The Yellow Poppy by D. K. Broster (1920)

Review by Jane V:

I first discovered this book as a teenager in the school library (where Broster’s books had then come to rest) in the mid-fifties. D.K. Broster’s better known Flight of the Heron was also there and these books made a lasting impression on me.

The Yellow Poppy tells the story of the Duc and Duchesse of Trelan during the aftermath of the French Revolution when sporadic rebellions against the regime of Napoleon were beginning to occur in Northern France. Aristocrats were returning from exile, often funded by the aristocracy in England, to attempt to regain their former estates and standing. Both the duc and the duchesse are high minded, faithful to their class ideals and impossibly noble! The themes of honour, friendship, loyalty and sacrifice permeate the book which is fast paced and colourful and manages very well to convey an atmosphere of 18th century France from the point of view of the landed and titled gentry. Broster often uses French in the dialogue and the speech generally is archaic which furthers the portraiture of the many tortured, handsome young men in the story, with their bravery, their romantic notions and their intense soul-searching.

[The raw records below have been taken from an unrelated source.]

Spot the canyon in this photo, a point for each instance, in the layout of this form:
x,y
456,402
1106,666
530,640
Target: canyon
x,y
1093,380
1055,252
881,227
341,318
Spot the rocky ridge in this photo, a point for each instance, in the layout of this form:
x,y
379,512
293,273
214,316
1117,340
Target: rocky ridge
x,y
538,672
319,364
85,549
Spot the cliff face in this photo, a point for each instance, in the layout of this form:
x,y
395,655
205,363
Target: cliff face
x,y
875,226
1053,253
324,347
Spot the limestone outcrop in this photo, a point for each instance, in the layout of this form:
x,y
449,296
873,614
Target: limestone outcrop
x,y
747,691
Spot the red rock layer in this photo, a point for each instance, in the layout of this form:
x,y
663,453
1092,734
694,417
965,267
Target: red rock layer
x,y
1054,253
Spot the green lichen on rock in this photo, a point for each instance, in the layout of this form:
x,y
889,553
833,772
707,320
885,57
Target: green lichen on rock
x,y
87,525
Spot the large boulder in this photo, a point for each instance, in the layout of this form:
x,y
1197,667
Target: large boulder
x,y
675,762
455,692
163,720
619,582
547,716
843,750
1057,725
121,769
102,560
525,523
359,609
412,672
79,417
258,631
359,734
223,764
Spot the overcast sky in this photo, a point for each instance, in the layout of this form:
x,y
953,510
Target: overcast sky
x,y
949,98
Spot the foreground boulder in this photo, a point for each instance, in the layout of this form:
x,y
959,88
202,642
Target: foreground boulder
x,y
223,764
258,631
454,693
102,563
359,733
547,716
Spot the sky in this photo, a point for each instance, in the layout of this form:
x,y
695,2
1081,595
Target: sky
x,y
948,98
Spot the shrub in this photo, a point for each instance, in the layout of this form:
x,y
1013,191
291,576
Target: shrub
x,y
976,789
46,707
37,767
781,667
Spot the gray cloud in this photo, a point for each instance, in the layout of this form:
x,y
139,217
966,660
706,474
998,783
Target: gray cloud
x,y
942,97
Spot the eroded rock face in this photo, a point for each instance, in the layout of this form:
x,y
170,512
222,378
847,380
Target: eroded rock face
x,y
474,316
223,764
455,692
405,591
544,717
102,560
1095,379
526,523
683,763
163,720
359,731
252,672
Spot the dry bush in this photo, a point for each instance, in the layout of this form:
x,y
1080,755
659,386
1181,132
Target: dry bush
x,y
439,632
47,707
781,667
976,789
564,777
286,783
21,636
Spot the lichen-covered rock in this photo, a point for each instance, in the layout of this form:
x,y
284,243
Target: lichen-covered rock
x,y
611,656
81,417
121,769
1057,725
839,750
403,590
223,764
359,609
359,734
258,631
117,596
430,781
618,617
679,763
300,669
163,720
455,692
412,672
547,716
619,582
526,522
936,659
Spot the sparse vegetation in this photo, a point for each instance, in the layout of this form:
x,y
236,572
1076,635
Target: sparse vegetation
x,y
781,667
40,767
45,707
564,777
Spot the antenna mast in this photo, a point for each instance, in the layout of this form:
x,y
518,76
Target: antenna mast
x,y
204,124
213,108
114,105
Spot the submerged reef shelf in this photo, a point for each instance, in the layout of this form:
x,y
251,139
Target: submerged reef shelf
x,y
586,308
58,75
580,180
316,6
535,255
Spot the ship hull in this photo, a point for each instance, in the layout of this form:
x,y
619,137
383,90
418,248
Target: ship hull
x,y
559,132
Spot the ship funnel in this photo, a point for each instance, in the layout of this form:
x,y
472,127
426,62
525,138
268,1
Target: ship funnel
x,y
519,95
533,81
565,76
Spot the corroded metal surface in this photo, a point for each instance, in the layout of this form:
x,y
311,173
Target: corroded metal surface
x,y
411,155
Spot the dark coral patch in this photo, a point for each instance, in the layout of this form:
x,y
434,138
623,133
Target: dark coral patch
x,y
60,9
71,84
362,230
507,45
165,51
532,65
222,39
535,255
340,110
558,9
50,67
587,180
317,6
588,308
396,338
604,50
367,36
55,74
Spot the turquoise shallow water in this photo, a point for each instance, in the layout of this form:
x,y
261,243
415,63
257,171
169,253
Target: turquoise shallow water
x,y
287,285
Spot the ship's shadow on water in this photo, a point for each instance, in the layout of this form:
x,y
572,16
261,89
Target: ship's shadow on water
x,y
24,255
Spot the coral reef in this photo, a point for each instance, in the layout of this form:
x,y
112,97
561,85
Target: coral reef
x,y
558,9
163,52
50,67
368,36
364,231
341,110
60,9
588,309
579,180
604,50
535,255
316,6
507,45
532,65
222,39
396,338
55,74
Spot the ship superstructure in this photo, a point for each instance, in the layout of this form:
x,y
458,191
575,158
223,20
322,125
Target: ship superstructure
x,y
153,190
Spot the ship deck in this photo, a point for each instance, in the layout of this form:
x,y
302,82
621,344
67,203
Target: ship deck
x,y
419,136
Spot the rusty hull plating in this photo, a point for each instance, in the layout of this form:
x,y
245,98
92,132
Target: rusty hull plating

However, Broster is concerned to offer a good combination of historical accuracy to her reader. One is aware that a lot of research preceded the writing of this novel. In notes for a lecture she gave, Broster wrote:

‘It is not easy to make a good blend of history and fiction, when one does really care that the historical part shall be correct and that the story itself… shall have plenty of movement and not be overshadowed by the historical background …. The clash of character is far more vital than the clash of swords; but there is no reason why one should not, so to speak have both between the covers of a historical novel. I have always at least aimed at the conjunction of the two”.

Margery Fisher, critic of books for children, in an appraisal of another of Broster’s novels, argues convincingly that Broster is in a direct line of descent from Scott, Stevenson and Buchan . . . and uses some of the same adventure devices of fight, flight and misunderstandings; and inhabits their world, where fictional adventures overlap historical events. Certainly there are echoes of Orczy’s romantic historical fictions and Dickens’ Tale of Two Cities.

Historical novels such as this one, now almost a hundred years old, may not be to the modern taste, but this one succeeds in taking the reader right into the heart of an idealised, lost and very romantic world. Goodness knows to what extent novels such as this one are responsible for planting unrealistic notions of high minded ideals in the head of a fifteen year old girl locked up in a boarding school in mid 20th century Britain! Real life never matched up to this. But still I defy any (perhaps female?) reader to get to the end of this book without the help of several good, strong paper handkerchiefs.

[Where the nobles are very noble, tall in stature with amazingly beautiful hair, fine features and long pale fingers but the peasants are short, course featured and have large, ugly hands – even when they are on the aristos’ side!]